Comme dans d’autres domaines enseignés, cette fois pour percevoir et s’approprier la dimension artistique d’une œuvre, l’effort est bien entendu nécessaire. Ce chemin en spirale autour de l’objet de l’enseignement, parfois long et semé d’embûches, est pourtant l’essentiel dans l’apport de l’éducation artistique car, justement, il mobilise les valeurs pour interroger l’œuvre et son langage, pour en décrypter les portées, les sens, les symboliques, finalement apprendre à reconnaître son statut d’œuvre d’art.

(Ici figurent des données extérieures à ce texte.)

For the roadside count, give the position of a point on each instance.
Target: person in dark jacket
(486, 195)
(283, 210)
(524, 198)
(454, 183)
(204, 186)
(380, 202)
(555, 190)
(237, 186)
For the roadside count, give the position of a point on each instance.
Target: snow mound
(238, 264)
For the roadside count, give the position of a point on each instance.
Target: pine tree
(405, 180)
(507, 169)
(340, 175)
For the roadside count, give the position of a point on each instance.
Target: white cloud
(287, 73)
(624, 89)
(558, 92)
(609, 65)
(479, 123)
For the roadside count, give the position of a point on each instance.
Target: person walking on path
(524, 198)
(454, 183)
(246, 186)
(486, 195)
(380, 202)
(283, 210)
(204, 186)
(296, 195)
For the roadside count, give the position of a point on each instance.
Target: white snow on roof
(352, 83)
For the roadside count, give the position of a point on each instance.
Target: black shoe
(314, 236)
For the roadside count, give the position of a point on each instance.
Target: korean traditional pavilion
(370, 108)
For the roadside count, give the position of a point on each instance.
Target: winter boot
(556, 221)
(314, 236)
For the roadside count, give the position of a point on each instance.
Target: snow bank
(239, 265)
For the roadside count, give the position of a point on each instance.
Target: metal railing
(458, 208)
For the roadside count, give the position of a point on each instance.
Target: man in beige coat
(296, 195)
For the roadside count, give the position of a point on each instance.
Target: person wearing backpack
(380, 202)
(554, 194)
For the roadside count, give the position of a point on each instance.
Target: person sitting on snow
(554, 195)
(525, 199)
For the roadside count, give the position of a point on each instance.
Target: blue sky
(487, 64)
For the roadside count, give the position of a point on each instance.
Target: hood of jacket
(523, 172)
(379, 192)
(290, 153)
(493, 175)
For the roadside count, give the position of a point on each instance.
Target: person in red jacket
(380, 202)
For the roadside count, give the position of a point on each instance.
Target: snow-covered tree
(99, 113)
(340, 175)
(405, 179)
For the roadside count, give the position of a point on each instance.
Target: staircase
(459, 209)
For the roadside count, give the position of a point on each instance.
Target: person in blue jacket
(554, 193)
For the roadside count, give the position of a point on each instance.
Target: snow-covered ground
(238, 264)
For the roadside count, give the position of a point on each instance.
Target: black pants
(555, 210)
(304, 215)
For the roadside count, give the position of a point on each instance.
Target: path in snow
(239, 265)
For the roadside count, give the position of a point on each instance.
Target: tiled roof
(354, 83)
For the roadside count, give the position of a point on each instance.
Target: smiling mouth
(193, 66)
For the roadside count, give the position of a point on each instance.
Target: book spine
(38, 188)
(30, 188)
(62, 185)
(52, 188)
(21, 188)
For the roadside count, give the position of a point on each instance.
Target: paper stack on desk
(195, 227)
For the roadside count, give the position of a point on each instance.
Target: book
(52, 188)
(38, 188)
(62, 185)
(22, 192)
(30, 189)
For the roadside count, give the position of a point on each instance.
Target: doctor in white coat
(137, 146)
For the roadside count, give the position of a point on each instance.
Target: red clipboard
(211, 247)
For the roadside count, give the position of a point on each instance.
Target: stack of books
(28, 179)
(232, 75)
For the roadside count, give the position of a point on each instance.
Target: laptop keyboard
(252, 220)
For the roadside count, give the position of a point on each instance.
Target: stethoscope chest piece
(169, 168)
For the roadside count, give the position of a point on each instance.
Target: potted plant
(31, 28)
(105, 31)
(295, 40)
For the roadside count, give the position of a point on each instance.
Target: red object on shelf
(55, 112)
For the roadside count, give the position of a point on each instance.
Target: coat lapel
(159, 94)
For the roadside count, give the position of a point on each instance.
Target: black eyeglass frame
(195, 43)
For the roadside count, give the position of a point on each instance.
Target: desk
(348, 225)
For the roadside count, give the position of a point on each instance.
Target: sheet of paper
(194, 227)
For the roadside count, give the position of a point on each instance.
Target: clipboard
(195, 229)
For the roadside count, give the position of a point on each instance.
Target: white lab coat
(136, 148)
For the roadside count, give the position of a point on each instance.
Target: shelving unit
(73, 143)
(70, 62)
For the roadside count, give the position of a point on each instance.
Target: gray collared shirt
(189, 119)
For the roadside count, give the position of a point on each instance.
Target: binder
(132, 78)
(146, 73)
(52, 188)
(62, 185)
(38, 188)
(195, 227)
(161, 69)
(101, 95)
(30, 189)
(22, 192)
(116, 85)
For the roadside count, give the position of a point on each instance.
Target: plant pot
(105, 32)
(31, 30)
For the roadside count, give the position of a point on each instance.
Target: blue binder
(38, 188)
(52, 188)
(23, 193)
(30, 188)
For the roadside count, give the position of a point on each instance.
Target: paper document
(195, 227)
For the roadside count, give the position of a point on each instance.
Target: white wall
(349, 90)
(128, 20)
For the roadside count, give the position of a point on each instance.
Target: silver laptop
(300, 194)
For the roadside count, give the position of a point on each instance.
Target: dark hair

Or « l’intérêt scolaire » des savoirs définis par les programmes d’enseignement est souvent déclaré évident. Mais en art, si évidence il y a pour une éducation artistique à l’École, elle est bien ailleurs, particulièrement dans le chemin qui mène à l’art et à l’œuvre. Cette originalité peut induire trois sources principales de malentendus :

– ceux qui ne manquent pas de surgir des pratiques courantes de la relation scolaire à la culture où les œuvres sont bien souvent instrumentalisées, l’enjeu principal rappelé ci-dessus étant dès lors de fait marginalisé ;

– ceux induits par une certaine illusion scolaire de la valeur pédagogique en soi de la créativité et du « projet artistique » : un grand nombre de militants ou d’observateurs de la cause des arts à l’École fait de l’éducation artistique une singulière boîte noire – ou une boîte magique – sans autre effet visé que de développer une créativité, parfois exacerbée à l’extrême ;

– ceux qui sollicitent l’artiste, moins pour sa singularité de créateur que pour son hypothétique potentiel de médiation, considéré comme la pierre angulaire de l’éducation artistique et culturelle.

Dépasser les risques de ces malentendus nécessite de rappeler sans cesse, avec toute la force requise, que les enseignements et l’éducation artistiques, c’est d’abord apprendre :

– à mobiliser sa sensibilité puis ses compétences pour en tirer parti, celles que l’on a en soi et celles que l’on peut développer (ce qui revient à accepter de ne pas les avoir toutes, d’être positivement ignorant de ce que l’on ne sait pas encore reconnaître) ;

– à identifier les exigences et les nécessités de la perception d’une œuvre en tant qu’un processus qui engage d’y consacrer du temps et de l’espace, ainsi qu’une disponibilité à entrevoir qu’il ne faut pas se tourner seulement vers le seul genre de création auquel on prête crédit a priori ;

– à exercer une attention aux œuvres, ce qui demande observation et interprétation, et ainsi éviter les illusions à courte vue, imposées et provisoirement confortables, d’une connaissance portée par d’autres ;

– à être conscient qu’un objet artistique est tourné vers tous et que, de ce fait, dans une perception publique ou privée, des interférences entre ses spectateurs sont toujours présentes, indissociables de l’œuvre elle-même et faisant une grande partie de son intérêt.